Friday, April 9, 2010

Shanghai plans property tax to curb price rise

The measure is expected to cool speculative demand, says report

Shanghai, China’s wealthiest city, may impose a property tax to curb price gains, the Shanghai Securities News reported, citing unidentified people.

The city government has already completed a basic plan for the tax, which would affect ownership of investment properties, the newspaper reported. The tax is likely to be applied to existing homes as well as new properties, the report said, without saying when the charge may be levied. The newspaper is affiliated with the official Xinhua News Agency.

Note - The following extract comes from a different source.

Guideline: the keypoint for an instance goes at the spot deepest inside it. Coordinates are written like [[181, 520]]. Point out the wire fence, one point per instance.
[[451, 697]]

‘The introduction of new taxation will curb speculative demand for properties and bring down prices,’ said Zhang Qi, an analyst at Haitong Securities in Shanghai.

China’s government unleashed a US$1.4 trillion lending boom last year to stimulate the economy and is now trying to slow the surge in property prices. Shanghai posted the biggest gains in luxury home prices last year among 56 markets worldwide studied by Knight Frank, according to its March 23 report.

Home prices in 70 major Chinese cities jumped the most in almost two years in February, led by the southern cities of Sanya and Guangzhou. More than 70 per cent of Chinese households consider home prices ‘unacceptably high’, a proportion that has climbed for four quarters, the People’s Bank of China said in its quarterly survey last month.

Shanghai’s property prices may fall as much as 10 per cent this year as the government prepares to roll out tightening measures to cool the overheated market, the South China Morning Post reported yesterday, citing Colliers International.

Premier Wen Jiabao has pledged to restrain speculation in the housing market and curb land hoarding and excessive price gains in some cities, using tools including tax and credit policies.

China scrapped a tax break on property sales in December and the central bank asked lenders to set aside more deposits as reserves twice this year to curb liquidity while leaving benchmark interest rates unchanged. Morgan Stanley said last month that another increase in the requirements may be ‘imminent’ and rates may rise in April.